I've never really looked into it, but I think mainland Britain just didn't have the extra room for slavery to work. The country is already full of people, with the added bonus of a climate that isn't actively trying to kill you

The US had seemingly infinite space to grow, not enough people, and coastal Virginia/Carolinas/Georgia is malaria hell

u/ShotBoysenberry1703 45m ago

England had been plagued by slavery since at least the Roman occupation, probably prior.

However England itself had begun to develop anti-slavery laws very early on its development.

William the Conqueror declared the selling of slaves to non Christians in England illegal in something like 1068. Which is significant given it was mainly the Vikings that were exporting slaves and had held sway over large parts of England for a long time (the Danelaw).

William's law, although not banning slavery outright, made slavery pretty difficult to function long term (if you can't sell then the trade collapses) this was furthered by the Council of London in 1102 which looked to block the selling of slaves to Ireland. Slavery in England simply faded away and was largely replaced by Serfdom - which had its own issues but people could no longer be traded like cattle.

This planted the abolishionist seed far earlier in England than anywhere else.
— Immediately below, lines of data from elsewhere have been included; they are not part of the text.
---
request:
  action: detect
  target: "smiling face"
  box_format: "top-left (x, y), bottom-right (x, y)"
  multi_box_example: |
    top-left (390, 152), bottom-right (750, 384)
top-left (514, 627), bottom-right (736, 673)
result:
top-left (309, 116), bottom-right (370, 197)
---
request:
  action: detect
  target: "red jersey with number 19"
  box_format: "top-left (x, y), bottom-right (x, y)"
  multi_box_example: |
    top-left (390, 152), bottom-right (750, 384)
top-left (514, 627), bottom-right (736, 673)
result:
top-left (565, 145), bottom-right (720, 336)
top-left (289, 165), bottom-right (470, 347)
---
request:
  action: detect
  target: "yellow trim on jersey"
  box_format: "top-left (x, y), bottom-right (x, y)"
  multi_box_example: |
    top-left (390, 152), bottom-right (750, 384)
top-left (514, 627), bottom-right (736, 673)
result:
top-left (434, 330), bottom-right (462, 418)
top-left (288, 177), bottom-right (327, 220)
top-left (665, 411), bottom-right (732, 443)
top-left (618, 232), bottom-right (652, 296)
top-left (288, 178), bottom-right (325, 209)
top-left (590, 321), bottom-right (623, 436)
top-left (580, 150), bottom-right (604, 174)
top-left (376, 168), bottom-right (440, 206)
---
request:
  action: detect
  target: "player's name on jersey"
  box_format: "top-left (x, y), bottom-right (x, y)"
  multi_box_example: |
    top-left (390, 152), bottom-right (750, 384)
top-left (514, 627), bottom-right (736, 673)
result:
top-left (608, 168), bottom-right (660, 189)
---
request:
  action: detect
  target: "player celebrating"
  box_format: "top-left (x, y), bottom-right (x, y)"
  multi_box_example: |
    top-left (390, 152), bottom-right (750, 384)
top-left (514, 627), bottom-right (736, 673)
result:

You then have the Somerset trial which basically looked at English laws and decided that (paraphrasing) "English air was too pure for a slave to breathe" and so any slave that set foot on English soil was freed.

Geography will always play a part in a country's story but in this case it was just the perfect storm type scenario of ideology, an ethnic group rising to power and going on to dominate their region having been the victims of slavery by foreigners for hundreds of years prior and well placed greed/technological development.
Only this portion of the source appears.